Figlio di un avvocato e medico socialista, Laurito era venuto a Roma da Lungro, Calabria albanese, subito dopo la Seconda Guerra. Per fare il giornalista. Democrazia del lavoro, Paese Sera, Il Globo, l’Ansa. Il primo scoop gli era capitato una sera, fine anni Quaranta: uscito da un night, sulla collina di Monte Mario aveva visto degli operai che lavoravano all’installazione del ripetitore Rai per la televisione, che però non aveva ancora avuto il via libera di Montecitorio, in particolare dal Pci. Poi quello -rimasto inedito- sul Pci che chiedeva le dimissioni del presidente della Repubblica Giovanni Leone: il Direttore dell’Ansa Sergio Lepri si rifiutò di pubblicare la notizia prima che fosse ufficiale. Pasqualino si licenziò.
corpo ventidue
Da qui la decisione di mettersi in proprio, con la Velina Rossa, in piena rivalità -come ha raccontato Claudio Rizza (ex del Messaggero)- con la Velina Bianca del cronista Rai Vittorio Orefice. Tutti i giorni la dettatura, una pagina o una pagina e mezza, corpo 22, spedita via fax, con tante cose succose. I giornali si abbonavano, come a un’agenzia e uno dei più grandi sostenitori di Laurito fu sempre Paolo Mieli, due volte al comando al Corriere della Sera. Storie dell’ex Pci, sopratutto, col faro di D’Alema (che gli pareva il più simile a Togliatti) e la mal sopportazione per Napolitano, che aveva soffiato a Massimo il posto al Quirinale. Amori & odi, tutta la vita così. La critica forte a tutto il mondo attorno a Prodi. Poi la stagione di appoggio a Fini, quando cominciò a contestare Berlusconi.

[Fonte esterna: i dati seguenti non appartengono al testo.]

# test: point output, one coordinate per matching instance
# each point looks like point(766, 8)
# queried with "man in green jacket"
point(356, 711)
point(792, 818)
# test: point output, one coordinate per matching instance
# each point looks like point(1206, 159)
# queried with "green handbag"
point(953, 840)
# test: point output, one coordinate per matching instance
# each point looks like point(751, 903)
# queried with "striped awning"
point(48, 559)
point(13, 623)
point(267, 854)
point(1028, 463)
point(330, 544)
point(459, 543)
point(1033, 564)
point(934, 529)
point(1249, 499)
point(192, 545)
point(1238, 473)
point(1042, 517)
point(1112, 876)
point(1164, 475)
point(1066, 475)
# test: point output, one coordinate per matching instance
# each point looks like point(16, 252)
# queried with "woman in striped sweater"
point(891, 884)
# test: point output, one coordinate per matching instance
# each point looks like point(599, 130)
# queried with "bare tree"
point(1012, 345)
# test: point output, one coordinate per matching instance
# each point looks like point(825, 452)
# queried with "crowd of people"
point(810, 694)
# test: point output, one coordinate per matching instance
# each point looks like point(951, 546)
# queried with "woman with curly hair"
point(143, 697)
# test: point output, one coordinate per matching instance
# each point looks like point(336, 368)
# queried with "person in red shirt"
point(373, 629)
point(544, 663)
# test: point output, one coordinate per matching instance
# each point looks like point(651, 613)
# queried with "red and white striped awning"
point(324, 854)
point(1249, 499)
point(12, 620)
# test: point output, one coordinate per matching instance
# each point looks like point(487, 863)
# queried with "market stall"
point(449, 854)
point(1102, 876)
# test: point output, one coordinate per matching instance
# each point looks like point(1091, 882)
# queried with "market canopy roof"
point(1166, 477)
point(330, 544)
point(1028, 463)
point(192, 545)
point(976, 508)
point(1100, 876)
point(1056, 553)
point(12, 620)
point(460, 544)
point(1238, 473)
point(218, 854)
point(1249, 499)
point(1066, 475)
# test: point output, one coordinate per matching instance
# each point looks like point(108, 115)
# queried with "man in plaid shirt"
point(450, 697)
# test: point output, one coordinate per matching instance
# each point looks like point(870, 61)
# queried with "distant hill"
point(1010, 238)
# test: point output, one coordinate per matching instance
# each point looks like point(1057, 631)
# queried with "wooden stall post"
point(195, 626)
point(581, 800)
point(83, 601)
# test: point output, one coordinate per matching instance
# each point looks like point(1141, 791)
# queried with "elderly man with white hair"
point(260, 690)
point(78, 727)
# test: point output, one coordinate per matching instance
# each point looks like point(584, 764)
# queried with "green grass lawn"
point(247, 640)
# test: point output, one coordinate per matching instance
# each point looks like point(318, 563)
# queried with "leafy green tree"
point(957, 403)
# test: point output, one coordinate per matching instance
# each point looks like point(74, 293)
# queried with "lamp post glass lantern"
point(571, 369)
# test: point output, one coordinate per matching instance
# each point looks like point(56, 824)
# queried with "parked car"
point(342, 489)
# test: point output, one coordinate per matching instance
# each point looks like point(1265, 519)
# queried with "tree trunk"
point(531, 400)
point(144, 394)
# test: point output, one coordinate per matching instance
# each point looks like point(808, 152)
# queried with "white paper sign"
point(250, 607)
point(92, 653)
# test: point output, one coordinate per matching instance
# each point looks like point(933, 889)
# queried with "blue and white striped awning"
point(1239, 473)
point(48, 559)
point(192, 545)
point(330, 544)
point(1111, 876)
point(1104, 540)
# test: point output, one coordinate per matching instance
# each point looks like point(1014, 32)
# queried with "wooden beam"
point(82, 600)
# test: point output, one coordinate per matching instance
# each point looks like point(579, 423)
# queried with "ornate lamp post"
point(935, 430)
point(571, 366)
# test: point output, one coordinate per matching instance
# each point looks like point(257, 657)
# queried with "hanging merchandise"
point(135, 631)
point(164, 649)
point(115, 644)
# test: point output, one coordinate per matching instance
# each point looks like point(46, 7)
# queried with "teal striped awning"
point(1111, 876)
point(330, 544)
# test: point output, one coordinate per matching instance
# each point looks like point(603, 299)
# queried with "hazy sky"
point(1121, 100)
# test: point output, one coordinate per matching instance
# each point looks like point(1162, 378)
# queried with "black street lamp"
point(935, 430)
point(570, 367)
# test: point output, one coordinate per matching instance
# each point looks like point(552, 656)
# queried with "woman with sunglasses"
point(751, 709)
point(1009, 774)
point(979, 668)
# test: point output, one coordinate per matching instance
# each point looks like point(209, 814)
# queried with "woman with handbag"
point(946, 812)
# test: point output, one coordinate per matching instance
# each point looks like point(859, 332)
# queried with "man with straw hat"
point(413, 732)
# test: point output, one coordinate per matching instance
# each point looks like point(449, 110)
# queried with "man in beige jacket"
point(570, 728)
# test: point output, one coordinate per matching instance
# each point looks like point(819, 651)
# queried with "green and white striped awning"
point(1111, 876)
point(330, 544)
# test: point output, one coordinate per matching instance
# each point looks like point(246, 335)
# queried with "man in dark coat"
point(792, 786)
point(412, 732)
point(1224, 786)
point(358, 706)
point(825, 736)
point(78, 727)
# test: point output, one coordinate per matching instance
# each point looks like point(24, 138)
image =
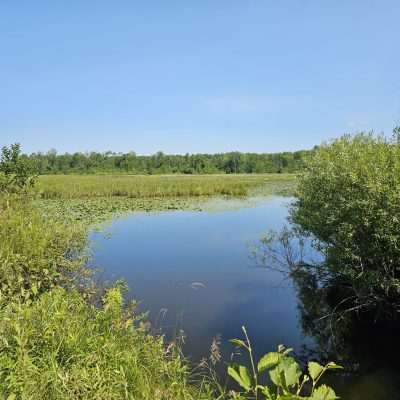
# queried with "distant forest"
point(160, 163)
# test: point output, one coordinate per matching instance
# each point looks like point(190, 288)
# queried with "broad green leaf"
point(323, 392)
point(276, 377)
point(332, 365)
point(244, 374)
point(241, 377)
point(314, 370)
point(268, 361)
point(291, 371)
point(266, 391)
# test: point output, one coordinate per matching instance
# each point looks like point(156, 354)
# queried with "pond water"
point(194, 271)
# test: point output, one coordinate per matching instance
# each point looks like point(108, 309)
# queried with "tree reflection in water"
point(354, 335)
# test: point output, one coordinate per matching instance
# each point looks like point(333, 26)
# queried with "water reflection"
point(352, 336)
point(198, 271)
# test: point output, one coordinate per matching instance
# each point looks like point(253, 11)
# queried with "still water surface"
point(194, 271)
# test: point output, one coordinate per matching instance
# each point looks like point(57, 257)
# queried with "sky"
point(196, 76)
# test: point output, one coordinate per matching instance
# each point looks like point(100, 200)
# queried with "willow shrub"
point(60, 347)
point(36, 253)
point(348, 199)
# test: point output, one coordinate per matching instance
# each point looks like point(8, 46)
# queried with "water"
point(194, 271)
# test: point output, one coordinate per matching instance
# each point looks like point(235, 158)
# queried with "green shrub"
point(59, 347)
point(287, 382)
point(36, 253)
point(348, 199)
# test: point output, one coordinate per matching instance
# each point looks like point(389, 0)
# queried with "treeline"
point(160, 163)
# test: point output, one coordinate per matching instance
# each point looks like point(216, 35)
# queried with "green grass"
point(153, 186)
point(60, 347)
point(54, 342)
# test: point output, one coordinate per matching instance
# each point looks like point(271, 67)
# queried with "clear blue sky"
point(196, 76)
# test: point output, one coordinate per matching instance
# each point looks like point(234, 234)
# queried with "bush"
point(348, 199)
point(36, 253)
point(59, 347)
point(16, 172)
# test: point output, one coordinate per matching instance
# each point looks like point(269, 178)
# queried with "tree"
point(16, 172)
point(348, 199)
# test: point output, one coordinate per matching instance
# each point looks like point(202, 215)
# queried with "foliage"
point(16, 171)
point(60, 347)
point(91, 186)
point(287, 380)
point(36, 253)
point(160, 163)
point(348, 199)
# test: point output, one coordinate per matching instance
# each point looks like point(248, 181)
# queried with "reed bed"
point(153, 186)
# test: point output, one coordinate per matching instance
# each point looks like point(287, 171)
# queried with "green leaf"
point(244, 373)
point(268, 361)
point(324, 392)
point(238, 342)
point(291, 370)
point(314, 370)
point(241, 376)
point(332, 365)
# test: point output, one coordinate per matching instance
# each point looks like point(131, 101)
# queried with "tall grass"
point(60, 347)
point(54, 343)
point(143, 186)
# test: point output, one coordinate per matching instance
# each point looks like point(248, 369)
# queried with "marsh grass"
point(55, 341)
point(149, 186)
point(61, 347)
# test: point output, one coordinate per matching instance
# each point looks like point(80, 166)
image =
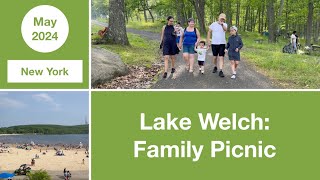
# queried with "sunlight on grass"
point(299, 71)
point(141, 52)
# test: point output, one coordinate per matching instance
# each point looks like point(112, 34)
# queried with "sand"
point(49, 162)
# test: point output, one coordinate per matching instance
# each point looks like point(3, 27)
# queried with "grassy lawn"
point(141, 52)
point(290, 70)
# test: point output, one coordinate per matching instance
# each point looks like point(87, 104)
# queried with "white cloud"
point(6, 102)
point(45, 98)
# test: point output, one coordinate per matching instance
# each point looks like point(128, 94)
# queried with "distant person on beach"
point(202, 52)
point(169, 46)
point(233, 48)
point(189, 39)
point(217, 34)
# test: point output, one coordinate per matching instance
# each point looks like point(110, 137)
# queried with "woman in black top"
point(168, 43)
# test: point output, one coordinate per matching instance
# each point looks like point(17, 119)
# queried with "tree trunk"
point(263, 16)
point(117, 25)
point(229, 13)
point(271, 21)
point(287, 16)
point(238, 14)
point(221, 6)
point(309, 23)
point(180, 12)
point(152, 18)
point(280, 14)
point(259, 19)
point(246, 18)
point(199, 6)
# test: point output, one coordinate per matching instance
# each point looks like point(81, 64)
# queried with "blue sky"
point(62, 108)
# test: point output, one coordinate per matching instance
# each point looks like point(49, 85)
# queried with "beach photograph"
point(44, 135)
point(205, 44)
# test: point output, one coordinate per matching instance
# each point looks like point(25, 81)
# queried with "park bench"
point(259, 41)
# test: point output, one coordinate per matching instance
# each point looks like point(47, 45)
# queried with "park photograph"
point(44, 135)
point(205, 44)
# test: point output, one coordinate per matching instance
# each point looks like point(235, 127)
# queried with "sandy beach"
point(72, 161)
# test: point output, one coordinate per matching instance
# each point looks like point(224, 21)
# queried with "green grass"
point(290, 70)
point(141, 52)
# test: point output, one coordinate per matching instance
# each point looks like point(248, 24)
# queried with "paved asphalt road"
point(248, 76)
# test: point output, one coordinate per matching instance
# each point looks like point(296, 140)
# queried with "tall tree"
point(271, 21)
point(309, 22)
point(199, 6)
point(117, 24)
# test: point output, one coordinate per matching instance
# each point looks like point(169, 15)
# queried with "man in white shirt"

Montecitorio fu invaso da Lega e 5 Stelle e Laurito si ritrovò fuor d’acqua, tutti i suoi pilastri crollati. Prese a scrivere più commenti che notizie, in particolare contro il “taverniere fiorentino” Matteo Renzi, stagione culminata con la gioia della bocciatura al referendum.
chicago orchestra
Goffredo De Marchis (già cronista politico de la Repubblica) ha ricordato il suo amore per l’opera e quando gli regalarono, con Labate, un biglietto di palco per il concerto straordinario della Chicago Symphony Orchestra. Al giornalismo Laurito aveva unito altre tre passioni, la musica appunto, l’arte, il cinema. Racconta sempre Labate che aveva aperto una galleria in via Alibert, nel centro di Roma, facendosi prestare “qualche Chagall e un paio di Mirò”, raccontava lui. Grazie a questa attività era diventato amico di Sandro Pertini, gli consigliava quadri da comprare. Frequentando la trattoria “Otello”, a pochi metri da piazza di Spagna, Laurito era diventato amico di registi, strappando scritture da generico, comparsate e qualche ruolo: un passante in “Anni difficili” di Luigi Zampa, l’usciere in “Un giorno in pretura” di Steno e l’avvocato che piomba dal Vaticano in Sicilia nel “Bell’Antonio” di Mauro Bolognini, al fianco di Marcello Mastroianni. Sempre partigiano, sprezzava chissà perché Claudia Cardinale, “sopravvalutata”.
microfoni in mano
Tanto tempo fa, quando ha compiuto 90 anni, gli fecero una piccola celebrazione a Montecitorio e lui, alzando la voce come spesso gli capitava, si rivolse ai giovani colleghi: “Difendete la vostra libertà, difendete la Repubblica nata dalla Resistenza! Vedo la nostra categoria soltanto col microfono in mano a chiedere la dichiarazione del politico. Cercate, ragazzi, prendete qualche iniziativa vostra! Qui dentro c’è tanto tanto tanto da lavorare!”.